When my writing process encountered the ordeal of grief, I stubbornly sought how to "write without words." 
  - say the unspeakable, create the work of disappearance, engender the form of absence, represent silence.

 Devastated by the scar on an old white fabric left by the repeated act of "darning," I decided to engage my writing process in this silent act of repair. I cut out a small square of old white cloth. I removed a thread: this was my way of darning. 
Since then, I have continued to unweave. 
In this process, which has taken on meaning over the course of the gesture, I have sometimes added threads, drawn squares repetitively and obsessively, sewn seeds, and experimented with color. 
Then it was necessary to reduce, to make minimal - how almost nothing is all. 
White on white 

  a process in search of destitution and silence.

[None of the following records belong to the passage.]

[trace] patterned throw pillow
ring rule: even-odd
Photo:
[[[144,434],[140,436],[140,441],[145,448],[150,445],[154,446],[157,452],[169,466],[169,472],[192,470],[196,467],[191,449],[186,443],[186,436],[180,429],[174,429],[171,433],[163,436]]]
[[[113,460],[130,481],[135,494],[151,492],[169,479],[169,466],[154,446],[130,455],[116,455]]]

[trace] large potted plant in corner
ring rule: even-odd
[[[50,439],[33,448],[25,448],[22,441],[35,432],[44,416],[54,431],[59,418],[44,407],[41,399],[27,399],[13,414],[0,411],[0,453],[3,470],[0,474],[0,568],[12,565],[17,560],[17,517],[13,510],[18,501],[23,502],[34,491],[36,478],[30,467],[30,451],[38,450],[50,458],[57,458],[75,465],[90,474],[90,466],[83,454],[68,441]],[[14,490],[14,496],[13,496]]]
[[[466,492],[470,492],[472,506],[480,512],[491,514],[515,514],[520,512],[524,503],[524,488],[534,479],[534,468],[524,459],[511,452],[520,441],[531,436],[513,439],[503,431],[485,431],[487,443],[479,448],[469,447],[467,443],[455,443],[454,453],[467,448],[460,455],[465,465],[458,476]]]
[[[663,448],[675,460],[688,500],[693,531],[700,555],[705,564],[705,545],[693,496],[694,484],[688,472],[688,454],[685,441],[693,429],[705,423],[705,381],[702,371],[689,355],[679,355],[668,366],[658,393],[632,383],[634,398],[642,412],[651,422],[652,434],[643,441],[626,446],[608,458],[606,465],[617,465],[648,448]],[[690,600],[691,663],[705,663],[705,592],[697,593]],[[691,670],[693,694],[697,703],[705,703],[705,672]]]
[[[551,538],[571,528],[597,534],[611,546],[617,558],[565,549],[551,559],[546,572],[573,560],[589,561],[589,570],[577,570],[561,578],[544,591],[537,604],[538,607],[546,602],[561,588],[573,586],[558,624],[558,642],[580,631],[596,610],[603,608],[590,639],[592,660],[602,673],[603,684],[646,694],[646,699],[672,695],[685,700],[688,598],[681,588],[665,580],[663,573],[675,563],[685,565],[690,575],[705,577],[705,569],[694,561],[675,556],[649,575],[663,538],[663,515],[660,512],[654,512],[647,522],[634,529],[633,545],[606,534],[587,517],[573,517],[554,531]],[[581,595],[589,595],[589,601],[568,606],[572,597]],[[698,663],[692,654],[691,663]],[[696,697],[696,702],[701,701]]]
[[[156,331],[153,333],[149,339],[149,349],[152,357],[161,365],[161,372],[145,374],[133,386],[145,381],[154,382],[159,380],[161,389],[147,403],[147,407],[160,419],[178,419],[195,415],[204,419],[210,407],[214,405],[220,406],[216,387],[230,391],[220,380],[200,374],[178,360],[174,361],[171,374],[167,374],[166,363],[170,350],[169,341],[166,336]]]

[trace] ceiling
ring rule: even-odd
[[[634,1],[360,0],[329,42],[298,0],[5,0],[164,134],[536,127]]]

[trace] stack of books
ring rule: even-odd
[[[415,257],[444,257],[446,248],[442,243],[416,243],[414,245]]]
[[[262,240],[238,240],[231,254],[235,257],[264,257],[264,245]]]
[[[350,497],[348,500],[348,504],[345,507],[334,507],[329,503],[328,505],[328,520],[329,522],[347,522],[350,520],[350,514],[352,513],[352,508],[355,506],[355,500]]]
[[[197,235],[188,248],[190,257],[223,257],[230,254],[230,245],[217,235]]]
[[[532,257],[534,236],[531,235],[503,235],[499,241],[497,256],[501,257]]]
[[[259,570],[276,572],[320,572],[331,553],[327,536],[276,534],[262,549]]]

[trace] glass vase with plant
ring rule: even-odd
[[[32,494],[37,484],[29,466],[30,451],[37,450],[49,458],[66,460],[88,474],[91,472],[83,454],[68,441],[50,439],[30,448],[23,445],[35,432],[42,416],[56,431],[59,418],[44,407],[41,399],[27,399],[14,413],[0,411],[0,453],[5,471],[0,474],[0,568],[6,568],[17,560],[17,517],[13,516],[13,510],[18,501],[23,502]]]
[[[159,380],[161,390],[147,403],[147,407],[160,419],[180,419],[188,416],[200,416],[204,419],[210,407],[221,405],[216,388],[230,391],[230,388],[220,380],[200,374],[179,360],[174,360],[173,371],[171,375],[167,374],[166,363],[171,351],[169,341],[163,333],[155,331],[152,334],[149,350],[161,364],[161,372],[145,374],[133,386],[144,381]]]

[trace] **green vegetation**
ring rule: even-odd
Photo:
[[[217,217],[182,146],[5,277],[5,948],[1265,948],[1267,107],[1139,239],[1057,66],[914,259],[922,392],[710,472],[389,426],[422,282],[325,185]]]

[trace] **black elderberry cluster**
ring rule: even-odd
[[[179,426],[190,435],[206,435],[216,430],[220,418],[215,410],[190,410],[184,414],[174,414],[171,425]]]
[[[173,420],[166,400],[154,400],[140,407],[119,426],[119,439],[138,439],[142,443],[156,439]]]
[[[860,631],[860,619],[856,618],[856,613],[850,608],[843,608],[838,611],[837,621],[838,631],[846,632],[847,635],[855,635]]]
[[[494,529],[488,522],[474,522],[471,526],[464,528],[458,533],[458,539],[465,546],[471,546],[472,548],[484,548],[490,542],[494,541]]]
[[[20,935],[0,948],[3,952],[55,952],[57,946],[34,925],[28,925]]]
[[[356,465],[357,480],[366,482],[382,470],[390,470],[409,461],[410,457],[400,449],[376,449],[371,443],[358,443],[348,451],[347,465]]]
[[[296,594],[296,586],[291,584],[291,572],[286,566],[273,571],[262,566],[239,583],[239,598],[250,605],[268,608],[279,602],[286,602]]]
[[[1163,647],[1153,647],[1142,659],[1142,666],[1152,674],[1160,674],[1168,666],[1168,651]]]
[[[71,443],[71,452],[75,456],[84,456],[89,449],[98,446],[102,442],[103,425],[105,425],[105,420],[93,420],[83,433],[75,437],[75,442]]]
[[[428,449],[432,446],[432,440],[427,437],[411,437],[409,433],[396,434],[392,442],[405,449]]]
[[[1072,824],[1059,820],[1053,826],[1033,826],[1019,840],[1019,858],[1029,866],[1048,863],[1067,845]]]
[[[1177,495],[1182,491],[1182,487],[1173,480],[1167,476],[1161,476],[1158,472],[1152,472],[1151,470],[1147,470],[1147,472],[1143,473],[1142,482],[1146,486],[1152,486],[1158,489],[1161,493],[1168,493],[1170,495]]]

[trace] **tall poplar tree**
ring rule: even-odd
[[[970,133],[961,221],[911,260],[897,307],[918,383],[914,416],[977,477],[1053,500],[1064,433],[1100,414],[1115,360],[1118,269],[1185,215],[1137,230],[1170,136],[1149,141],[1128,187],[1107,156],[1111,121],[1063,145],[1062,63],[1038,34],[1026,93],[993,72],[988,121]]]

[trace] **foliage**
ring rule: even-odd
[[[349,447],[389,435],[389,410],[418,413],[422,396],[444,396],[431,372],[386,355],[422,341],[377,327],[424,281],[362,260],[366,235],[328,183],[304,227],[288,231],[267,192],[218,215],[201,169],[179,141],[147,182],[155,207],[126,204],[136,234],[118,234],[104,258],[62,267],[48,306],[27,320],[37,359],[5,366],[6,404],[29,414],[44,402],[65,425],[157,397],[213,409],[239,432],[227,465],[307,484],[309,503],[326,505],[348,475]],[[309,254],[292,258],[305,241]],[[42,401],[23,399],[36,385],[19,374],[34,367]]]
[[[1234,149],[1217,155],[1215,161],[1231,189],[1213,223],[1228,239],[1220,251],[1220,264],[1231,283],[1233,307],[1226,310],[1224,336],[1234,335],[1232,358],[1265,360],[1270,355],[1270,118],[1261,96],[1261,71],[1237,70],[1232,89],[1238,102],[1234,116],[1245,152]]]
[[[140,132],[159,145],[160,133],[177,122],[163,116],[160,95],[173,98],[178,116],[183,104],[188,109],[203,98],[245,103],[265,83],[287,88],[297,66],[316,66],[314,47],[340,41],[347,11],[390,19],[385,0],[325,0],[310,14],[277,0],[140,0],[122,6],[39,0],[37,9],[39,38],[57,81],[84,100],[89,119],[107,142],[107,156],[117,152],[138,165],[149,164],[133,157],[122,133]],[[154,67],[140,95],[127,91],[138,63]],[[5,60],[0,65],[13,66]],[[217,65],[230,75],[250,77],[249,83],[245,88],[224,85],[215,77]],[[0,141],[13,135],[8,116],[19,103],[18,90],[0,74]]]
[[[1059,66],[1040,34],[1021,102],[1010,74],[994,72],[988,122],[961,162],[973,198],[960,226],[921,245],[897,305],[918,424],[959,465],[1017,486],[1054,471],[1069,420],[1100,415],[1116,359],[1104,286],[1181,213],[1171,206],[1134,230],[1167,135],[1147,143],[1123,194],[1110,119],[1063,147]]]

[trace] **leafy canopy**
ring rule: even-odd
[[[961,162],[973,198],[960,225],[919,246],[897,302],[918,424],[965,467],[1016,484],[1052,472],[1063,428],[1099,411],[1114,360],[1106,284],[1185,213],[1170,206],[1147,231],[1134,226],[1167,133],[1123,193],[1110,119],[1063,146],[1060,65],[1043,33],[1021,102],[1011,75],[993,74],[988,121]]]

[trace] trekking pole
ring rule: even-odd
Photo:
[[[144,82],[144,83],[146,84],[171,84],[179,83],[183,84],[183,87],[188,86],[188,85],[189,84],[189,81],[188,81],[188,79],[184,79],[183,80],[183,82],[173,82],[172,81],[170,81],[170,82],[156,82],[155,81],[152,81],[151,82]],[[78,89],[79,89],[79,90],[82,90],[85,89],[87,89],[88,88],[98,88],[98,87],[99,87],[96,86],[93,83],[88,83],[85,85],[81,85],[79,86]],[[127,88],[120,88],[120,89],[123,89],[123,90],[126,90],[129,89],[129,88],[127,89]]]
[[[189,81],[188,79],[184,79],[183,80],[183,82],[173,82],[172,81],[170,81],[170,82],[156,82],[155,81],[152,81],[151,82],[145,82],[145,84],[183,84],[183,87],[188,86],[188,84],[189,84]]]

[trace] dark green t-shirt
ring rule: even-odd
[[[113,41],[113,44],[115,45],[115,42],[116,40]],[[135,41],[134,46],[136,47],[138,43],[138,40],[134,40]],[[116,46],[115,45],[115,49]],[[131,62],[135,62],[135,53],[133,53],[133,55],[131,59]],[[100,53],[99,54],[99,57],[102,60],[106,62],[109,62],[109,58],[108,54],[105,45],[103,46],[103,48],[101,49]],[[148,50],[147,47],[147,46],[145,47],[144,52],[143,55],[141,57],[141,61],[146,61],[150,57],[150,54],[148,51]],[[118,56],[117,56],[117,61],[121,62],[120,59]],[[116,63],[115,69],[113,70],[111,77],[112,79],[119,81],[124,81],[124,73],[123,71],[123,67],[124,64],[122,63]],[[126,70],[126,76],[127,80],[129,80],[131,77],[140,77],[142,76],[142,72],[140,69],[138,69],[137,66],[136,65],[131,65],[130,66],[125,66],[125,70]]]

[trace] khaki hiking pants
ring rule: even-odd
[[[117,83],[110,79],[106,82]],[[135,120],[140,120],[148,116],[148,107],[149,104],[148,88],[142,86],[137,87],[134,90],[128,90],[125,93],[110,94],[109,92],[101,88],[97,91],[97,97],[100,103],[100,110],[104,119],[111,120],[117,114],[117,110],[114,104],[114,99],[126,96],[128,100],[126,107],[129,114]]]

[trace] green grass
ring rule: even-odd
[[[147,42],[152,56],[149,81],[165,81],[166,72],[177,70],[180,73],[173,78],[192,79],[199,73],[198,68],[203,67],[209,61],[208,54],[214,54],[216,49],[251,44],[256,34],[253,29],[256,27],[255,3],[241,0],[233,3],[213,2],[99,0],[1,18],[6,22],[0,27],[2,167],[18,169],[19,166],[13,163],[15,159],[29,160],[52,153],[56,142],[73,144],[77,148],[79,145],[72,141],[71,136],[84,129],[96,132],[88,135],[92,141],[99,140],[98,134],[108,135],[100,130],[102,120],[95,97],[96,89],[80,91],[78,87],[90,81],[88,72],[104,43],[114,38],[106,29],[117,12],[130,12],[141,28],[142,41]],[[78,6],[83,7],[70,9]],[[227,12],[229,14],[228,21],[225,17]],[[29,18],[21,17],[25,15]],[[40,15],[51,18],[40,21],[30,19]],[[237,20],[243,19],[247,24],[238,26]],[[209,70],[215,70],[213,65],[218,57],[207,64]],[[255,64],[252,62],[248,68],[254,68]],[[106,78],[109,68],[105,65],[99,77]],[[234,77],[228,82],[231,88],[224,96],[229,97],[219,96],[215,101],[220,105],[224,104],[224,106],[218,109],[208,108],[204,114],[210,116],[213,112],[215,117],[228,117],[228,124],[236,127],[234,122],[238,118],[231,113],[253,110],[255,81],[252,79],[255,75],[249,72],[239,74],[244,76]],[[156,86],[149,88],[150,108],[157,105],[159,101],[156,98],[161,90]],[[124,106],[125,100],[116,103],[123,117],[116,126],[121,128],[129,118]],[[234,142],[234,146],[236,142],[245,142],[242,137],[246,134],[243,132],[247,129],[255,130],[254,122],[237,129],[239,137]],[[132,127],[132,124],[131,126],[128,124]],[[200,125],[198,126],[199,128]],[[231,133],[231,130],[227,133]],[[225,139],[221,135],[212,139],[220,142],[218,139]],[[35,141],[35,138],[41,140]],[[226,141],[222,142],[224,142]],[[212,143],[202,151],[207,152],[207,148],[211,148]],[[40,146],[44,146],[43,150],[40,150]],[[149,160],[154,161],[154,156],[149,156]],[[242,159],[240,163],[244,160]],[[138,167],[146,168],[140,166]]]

Bare of words, tending towards stripping - where to situate the permanent questioning of how to be related to, absence and death - a work that unweaves itself // embroiders itself, heals. 
engage the gesture in what existence imposes - dispossession  // consider the thread as permanent impermanence, as we connect and separate ourselves from beings and the world. The interruption in repetition / the barely perceptible. 
The minimal, slow gesture, which removes thread after thread, makes absence an act, Creates a bodily reflection on disappearance/discontinuity and invites a new space of coexistence: tangent, absent, autonomous, intersecting lines, steles. 
Each fabric exhibits its fragility and demands attentive presence and observation. It is, in a way, a tribute to the departed and to life. Where our solitude engages us in the world.